Are you typically importing large Filesets such as HCS data? Or single files?

Will.

So these are not finished products nor they do exactly what you want, but between my previous job and my current one we’ve done all the individual pieces of what you want:

  1. scripts that run in cron jobs to automate importing: we used the cli importer (from Python scripts) from a Linux machine that just went through a bunch of smb shares, imported things on them and marked them as “imported” upon success by moving files to an “imported” folder in the same share that replicated folder structure. https://github.com/erickmartins/omero_autoimport

  2. we regularly parse spreadsheets into k-v pairs to be added to imported data. our import utils are at https://github.com/TheJacksonLaboratory/jax-omeroutils - we’ve been writing a lot of convenience functions around omero-py for our own work, so feel free to make use of them!

3 Likes

Good question … I assume parsing the logs and sending emails? With @erickratamero’s solution I imagine files that fail to import are not moved to the ‘imported’ folder?

The instrument park is very diverse but I am not aware of any HCS experiments (at least for now), but we have light-sheet microscopes and whole slides / histopathology, so yes to big files / fileset. I’m still prototyping so won’t run into performance issues just yet, if this is why you ask? Using python can imply a performance overhead?

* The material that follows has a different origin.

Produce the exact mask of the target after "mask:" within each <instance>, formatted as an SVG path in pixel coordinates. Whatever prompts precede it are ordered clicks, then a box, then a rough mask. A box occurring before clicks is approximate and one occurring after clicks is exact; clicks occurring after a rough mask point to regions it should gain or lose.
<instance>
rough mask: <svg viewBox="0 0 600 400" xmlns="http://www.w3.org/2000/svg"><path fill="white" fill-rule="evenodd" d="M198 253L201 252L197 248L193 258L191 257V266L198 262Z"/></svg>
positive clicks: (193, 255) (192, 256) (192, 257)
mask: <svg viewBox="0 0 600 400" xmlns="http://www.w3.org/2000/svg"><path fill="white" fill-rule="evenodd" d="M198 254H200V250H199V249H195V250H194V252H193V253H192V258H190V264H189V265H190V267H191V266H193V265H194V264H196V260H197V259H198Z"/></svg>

Thanks a lot! That looks absolutely like what I need to jump start my project!

3 Likes

Yeah, that’s how we kept track of failures - of course it’s not ideal and with more time I’d have implemented log parsing and emailing (upon success or failure), but imports failing were relatively uncommon and easy to flag. I was also piping all import output to a log file daily, so after imports happened overnight I could come in the morning, have a quick glance over the log and see if anything looked out of place.